Die meisten Erfahrungsberichte beginnen damit, dass die AustauschschülerInnen davon erzählen, dass sie schon seit ihrer Kindheit ein Auslandsjahr in den USA machen wollen, um den amerikanischen High School Spirit zu erleben. Für mich war es eine eher spontane Entscheidung und es stand schnell fest, dass ich mein Auslandsjahr in England machen möchte. Ich wollte in das »Land von Shakespeare, Churchill, den Beatles, John Connolly, Harry Potter, David Beckhams rechten Fuß und David Beckhams linken Fuß«, wie es Hugh Grant als Premierminister in »Tatsächlich…Liebe« beschreibt. Dies sind natürlich nicht die einzigen Gründe: Ich war immer schon von der Sprache, dem Meer und London fasziniert.

Mein zweites Zuhause

Ich entschied mich, an eine Schule im Süden von London zu gehen, in einer Stadt an den Ausläufern des Ärmelkanals. Für mich war es eine ganz schön große Veränderung, von meiner Heimatstadt Wien in eine kleinere Stadt zu ziehen, in der ich mich an einige Dinge erst gewöhnen musste. Ich musste lernen, dass die Busse nicht alle fünf Minuten fahren und, dass die Geschäfte nicht bis 20:00 Uhr offen haben. Doch auch diese kleinen Fettnäpfchen haben unweigerlich zum Charme meines Auslandsaufenthaltes beigetragen. Ein weiterer wichtiger Punkt neben des Ortes, der mein zweites Zuhause ausgemacht hat, war meine Gastfamilie. Diese bestand aus Hostmum, Hostdad, zwei Gastbrüdern, meiner italienischen Gastschwester und den Katzen, Monty und Misty. Vor allem meine Gastschwester hat zu der außergewöhnlichen Zeit beigetragen und wir sind in der kurzen Zeit zu Schwestern geworden. Wir haben auch fest vor, uns in näherer Zukunft wieder zu sehen.

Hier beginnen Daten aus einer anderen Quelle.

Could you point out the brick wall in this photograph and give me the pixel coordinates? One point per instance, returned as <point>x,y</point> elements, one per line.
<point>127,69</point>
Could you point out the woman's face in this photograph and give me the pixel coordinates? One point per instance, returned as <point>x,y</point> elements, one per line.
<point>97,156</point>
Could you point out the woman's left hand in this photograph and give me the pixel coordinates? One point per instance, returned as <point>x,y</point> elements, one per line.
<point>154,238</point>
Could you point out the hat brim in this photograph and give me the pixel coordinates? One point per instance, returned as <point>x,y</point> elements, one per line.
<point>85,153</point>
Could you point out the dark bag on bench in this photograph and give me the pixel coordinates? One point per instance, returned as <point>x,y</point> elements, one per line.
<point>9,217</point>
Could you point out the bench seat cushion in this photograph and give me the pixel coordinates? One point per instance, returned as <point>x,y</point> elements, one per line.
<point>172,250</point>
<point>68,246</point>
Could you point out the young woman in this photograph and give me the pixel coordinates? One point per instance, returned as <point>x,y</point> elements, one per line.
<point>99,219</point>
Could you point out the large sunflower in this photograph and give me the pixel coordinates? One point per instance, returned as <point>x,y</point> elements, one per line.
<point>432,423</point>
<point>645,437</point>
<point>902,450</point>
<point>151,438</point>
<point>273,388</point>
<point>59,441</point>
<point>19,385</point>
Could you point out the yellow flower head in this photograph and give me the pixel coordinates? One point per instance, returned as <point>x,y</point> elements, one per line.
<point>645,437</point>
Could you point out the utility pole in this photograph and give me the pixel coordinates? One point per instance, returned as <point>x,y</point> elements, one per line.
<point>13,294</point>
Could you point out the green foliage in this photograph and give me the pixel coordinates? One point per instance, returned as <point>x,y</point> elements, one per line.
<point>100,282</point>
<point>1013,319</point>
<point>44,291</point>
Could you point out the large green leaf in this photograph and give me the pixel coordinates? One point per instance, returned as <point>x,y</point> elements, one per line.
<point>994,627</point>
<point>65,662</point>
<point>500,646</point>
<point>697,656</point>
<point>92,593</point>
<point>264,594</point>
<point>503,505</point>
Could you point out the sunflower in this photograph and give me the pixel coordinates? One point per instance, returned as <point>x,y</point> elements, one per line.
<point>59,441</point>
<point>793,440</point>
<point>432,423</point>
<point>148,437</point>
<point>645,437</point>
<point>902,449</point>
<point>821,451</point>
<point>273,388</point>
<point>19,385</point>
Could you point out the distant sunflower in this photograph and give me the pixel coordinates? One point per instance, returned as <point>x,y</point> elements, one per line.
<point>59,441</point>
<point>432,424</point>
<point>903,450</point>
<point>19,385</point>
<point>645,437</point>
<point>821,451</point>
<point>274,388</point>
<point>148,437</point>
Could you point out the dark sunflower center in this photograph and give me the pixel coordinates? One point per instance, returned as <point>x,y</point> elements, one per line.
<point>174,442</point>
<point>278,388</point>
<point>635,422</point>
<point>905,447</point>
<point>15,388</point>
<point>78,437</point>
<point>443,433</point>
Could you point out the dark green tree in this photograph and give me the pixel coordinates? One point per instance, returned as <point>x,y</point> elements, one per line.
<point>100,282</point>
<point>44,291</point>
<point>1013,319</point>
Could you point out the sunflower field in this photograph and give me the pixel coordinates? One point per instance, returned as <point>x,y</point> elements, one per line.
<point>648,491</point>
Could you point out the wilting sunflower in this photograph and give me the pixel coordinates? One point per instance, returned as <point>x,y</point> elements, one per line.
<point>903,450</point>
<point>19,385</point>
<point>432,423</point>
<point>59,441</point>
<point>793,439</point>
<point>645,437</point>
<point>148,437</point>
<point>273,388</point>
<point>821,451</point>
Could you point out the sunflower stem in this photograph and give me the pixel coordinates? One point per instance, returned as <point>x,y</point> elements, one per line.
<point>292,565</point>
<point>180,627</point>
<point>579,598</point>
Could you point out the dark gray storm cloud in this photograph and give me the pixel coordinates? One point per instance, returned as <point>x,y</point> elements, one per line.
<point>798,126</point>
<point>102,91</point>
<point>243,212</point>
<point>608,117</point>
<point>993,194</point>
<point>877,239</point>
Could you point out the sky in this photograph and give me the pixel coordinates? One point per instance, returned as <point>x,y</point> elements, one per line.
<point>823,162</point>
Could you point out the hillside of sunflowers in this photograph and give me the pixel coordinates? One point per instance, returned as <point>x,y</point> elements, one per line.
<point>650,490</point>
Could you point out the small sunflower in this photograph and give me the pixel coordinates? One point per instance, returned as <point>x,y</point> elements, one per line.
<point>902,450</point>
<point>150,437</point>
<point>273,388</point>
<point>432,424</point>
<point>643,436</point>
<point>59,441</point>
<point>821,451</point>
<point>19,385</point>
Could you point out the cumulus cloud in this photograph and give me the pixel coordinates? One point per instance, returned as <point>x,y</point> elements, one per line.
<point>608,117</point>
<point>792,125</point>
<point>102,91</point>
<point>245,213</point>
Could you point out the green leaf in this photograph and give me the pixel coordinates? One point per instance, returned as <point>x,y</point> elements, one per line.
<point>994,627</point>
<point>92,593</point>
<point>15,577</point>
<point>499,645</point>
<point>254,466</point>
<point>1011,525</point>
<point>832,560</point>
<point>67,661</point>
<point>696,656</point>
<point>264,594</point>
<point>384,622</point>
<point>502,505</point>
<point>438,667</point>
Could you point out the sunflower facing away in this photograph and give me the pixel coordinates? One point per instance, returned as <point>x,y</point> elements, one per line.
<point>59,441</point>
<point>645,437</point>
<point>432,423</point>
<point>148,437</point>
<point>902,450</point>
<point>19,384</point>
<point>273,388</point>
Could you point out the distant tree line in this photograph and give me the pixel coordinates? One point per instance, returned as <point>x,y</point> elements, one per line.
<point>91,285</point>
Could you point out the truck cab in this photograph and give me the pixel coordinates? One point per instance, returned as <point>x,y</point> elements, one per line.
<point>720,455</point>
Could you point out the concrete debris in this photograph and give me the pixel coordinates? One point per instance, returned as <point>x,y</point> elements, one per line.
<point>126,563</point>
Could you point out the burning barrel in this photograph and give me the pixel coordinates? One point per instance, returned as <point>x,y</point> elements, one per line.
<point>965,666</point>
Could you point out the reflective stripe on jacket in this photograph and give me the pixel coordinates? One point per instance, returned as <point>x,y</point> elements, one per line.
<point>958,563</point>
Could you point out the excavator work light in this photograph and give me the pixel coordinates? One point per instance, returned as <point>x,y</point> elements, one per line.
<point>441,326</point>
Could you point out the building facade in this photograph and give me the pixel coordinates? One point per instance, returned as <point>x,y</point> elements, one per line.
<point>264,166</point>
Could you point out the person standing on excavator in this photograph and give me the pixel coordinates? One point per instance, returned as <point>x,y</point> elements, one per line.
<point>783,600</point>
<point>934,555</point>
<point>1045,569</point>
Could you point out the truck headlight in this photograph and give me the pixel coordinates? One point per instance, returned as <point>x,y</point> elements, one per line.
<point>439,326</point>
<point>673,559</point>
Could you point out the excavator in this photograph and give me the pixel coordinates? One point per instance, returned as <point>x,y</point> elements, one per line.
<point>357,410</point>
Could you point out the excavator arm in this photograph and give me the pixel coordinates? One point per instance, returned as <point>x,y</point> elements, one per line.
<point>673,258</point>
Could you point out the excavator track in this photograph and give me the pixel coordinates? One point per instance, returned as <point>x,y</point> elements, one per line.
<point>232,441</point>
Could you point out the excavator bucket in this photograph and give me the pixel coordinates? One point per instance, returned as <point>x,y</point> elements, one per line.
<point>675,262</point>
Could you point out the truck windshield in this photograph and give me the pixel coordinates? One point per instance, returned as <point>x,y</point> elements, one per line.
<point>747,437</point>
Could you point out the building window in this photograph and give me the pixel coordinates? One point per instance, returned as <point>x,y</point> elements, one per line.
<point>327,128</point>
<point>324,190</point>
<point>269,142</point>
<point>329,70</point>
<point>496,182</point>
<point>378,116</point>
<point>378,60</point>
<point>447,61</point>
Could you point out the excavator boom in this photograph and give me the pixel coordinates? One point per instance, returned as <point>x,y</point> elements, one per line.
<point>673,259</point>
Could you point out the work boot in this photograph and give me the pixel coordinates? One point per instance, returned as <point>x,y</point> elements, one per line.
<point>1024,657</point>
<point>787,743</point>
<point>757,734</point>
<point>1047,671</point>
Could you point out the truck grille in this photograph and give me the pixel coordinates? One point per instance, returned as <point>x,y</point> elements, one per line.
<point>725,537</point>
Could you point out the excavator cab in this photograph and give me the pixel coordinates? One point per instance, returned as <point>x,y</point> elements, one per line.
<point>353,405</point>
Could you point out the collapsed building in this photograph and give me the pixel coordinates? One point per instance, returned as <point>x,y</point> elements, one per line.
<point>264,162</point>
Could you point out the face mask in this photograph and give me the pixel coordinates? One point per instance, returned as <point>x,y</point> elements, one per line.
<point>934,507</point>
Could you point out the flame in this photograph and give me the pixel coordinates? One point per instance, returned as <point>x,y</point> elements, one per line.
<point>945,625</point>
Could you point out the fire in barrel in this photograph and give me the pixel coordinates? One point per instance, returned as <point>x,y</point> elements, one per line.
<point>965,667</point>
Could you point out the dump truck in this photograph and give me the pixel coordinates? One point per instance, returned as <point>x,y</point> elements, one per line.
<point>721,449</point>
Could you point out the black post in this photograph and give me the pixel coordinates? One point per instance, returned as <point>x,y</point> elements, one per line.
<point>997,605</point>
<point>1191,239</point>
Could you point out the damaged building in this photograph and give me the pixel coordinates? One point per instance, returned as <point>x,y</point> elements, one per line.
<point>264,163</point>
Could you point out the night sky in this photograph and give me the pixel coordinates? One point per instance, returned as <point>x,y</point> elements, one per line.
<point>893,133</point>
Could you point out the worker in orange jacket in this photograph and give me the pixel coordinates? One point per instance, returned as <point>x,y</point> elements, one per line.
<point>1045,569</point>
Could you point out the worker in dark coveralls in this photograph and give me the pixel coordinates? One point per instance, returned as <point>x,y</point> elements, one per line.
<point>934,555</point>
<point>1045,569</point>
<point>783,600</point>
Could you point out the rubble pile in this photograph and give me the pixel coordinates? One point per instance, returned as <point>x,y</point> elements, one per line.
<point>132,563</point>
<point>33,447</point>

Ein komplett neues Schulsystem

Das Highlight meines Aufenthaltes war es, ein komplett neues Schulsystem kennenzulernen, in welchem ich mich sehr gut zurechtgefunden und wohlgefühlt habe. Die Besonderheit an einem Sixth Form College wie ich es besucht habe, ist, dass man nur drei bis vier Fächer wählt, die man dann vier Stunden pro Woche hat. Dies bedeutet, dass man viel detaillierter arbeiten kann und sich mit einem Thema auch in der Tiefe auseinandersetzt. Ich hatte Biology, Politics, Law und einen Englischkurs, den jeder Austauschschüler dort besuchen muss. Wie man an meiner Fächerwahl schon erkennen kann, gibt es viele Fächer, die es in Deutschland und Österreich nicht gibt und daher lohnt es sich, etwas komplett Neues auszuprobieren, um eventuell auch seinen zukünftigen Berufswünschen näher zu kommen. Durch die unterschiedlichen Fächer kann man wertvolle Erfahrungen sammeln, die es in der Heimat nicht gibt.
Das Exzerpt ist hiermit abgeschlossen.